WENDY: “You always talk to us like we can just change things. We could change them immediately if we would just get it. (Elias laughs) That’s why I feel frustrated! I feel like if I could just get this, I wouldn’t have to keep thrashing around like a fish on a hook!
ELIAS: Ha ha ha! Let me express to you, you express a frustration very similar to many other individuals, and I may express to you that this is quite common and eventually, in your terms, you do get it.
WENDY: (Laughs) Is it before I die?
ELIAS: Yes! (Laughing)
WENDY: Just before I die, I go, ‘Oh wait, I see! I remember!’
ELIAS: Perhaps much sooner than that!
WENDY: Oh, I hope so.
ELIAS: You present yourselves with moments somewhat frequently in which you do get it. Perhaps not all of the concepts or all of the directions simultaneously, but in increments, you do.
WENDY: I have times when I just feel so expansively exhilarated and clear about all this. When I read Seth back in 1976, when I first read The Nature of Personal Reality, it was like a door had opened. It seemed so clear and it seemed so doable, and yet on a daily basis, on a point-by-point basis, it just seems like I muddy it all up.
ELIAS: Perhaps if you offer yourself an ‘aha’ moment and do not discount that and allow yourself to be more gentle with yourself, you may be generating many more of those ‘aha’ moments.
WENDY: This whole thing about being harshly judgmental, I’ve been doing it all my life. I’ve made a career out of it. I can stop it periodically and kind of get off that, but it seems like that’s just where I go, pushing myself.
ELIAS: Then reward yourself each time you engage that action.
WENDY: How do you mean? Get a little something nice to eat, go sit in the sunshine?
ELIAS: Offer yourself a point. Each time you generate that action, offer yourself a point. Generate a game and reward yourself.
WENDY: Are we talking about rewarding myself for being harsh?
ELIAS: Yes! Yes.
WENDY: So in the duplicity game, I could turn that into that’s what I’m trying to achieve is ultimate harsh judgment of myself. I could make it really hard for myself to even do it. (Elias laughs) Yeah, I’d get tired of that real fast. Yes, that’s very clever. You know what that’s called in psychological terms, they call that paradoxical therapy. Instead of trying to struggle against something, you go in the direction of it.

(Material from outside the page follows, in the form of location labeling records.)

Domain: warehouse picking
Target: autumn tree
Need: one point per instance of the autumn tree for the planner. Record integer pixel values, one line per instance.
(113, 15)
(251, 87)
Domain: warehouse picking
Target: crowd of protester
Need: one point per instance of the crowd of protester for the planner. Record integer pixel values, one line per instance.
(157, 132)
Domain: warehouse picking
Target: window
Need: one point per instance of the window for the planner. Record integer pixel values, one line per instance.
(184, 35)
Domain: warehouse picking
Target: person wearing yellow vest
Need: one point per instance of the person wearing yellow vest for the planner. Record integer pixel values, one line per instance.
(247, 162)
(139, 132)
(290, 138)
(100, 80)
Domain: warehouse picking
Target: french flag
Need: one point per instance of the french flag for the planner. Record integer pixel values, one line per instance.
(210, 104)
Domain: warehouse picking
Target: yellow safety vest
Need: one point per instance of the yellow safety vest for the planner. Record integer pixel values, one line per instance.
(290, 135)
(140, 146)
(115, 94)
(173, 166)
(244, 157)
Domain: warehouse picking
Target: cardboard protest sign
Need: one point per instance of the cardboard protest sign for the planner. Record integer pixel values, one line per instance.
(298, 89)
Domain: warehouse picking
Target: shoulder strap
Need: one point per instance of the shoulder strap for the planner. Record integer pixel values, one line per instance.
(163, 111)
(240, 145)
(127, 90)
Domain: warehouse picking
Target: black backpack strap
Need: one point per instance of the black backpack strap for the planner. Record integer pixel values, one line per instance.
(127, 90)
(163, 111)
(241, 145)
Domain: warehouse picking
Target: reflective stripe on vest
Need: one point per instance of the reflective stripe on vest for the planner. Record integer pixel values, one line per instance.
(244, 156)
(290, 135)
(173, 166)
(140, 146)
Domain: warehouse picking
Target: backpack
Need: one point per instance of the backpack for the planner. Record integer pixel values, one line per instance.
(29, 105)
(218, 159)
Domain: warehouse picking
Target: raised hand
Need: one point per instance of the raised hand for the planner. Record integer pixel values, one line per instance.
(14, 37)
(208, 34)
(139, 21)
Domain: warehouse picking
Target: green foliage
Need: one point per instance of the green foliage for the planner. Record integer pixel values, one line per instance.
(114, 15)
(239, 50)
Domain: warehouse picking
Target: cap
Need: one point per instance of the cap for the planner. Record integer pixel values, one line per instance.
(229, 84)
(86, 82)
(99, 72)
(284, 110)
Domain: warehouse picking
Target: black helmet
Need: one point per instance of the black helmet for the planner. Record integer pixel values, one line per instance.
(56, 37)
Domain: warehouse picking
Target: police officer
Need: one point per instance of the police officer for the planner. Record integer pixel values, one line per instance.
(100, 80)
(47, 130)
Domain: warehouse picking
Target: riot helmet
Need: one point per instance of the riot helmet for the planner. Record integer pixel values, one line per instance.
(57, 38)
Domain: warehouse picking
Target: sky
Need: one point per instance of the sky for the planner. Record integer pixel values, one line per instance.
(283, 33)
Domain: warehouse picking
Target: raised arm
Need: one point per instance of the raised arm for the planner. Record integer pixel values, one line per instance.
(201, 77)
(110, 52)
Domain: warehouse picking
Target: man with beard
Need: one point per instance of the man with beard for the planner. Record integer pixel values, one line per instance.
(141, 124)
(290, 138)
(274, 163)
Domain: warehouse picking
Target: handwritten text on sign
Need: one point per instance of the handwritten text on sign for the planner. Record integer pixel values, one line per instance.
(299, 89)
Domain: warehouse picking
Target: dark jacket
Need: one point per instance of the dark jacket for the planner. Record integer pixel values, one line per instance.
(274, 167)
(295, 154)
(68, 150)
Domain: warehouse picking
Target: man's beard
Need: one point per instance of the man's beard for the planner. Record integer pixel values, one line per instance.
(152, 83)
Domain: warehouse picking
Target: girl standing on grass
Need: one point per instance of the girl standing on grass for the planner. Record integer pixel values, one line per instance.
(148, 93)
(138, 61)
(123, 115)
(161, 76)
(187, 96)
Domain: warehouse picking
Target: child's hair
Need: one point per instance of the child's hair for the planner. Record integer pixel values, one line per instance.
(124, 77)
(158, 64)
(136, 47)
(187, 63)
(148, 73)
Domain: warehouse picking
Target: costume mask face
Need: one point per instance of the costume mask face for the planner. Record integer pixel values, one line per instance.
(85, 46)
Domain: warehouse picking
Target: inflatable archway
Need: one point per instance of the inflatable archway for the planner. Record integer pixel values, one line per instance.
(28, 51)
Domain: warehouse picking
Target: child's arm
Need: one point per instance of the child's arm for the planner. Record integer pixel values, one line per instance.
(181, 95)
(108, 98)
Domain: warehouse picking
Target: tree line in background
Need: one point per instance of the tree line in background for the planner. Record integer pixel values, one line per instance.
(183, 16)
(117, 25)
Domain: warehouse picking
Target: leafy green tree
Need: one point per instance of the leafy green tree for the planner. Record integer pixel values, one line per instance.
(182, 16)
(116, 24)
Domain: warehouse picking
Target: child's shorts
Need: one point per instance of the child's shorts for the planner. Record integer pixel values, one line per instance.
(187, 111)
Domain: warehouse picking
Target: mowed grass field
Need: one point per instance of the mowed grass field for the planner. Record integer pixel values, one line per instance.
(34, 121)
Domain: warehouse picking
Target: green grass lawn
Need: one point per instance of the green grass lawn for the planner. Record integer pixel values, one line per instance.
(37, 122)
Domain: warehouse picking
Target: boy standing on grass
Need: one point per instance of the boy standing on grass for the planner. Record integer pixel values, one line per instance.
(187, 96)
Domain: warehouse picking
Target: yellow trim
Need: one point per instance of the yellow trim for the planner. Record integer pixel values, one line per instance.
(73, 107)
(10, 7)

ELIAS: Yes, and reward yourself for it. For in this, you also affect your perception, for you begin to recognize the humor in what you are doing.
WENDY: Here’s another one, here’s another one of my favorite ones. Harsh judgment of myself, but the other one is a deep-seated conviction that there’s something wrong with me that affects all my interactions with every person eventually. In other words, even if I think things are going well, there’s something wrong with me that’s going to screw things up.
ELIAS: (Humorously) Ah, even better! This shall be genuinely fun. Now you may TRULY be harsh with yourself and you may be evaluating all of the nasty, bad qualities that you incorporate and all of the nasty behaviors that you express, and you may generate yourself to be the most evil individual upon the planet!
WENDY: (Laughing) I’m not even that good! I’m not good enough to be the worst. I’m not even powerful enough to be powerfully bad; I’m just kind of weakly bad.
ELIAS: Ah, weakly bad is good, too. (Laughs) Weakness is another bad, bad expression.
WENDY: Oh, yes, I really do feel bad about being so weak!
ELIAS: Ah, I express to you that you may play this game and generate extreme weaknesses and offer yourself chocolates for every weakness that you view.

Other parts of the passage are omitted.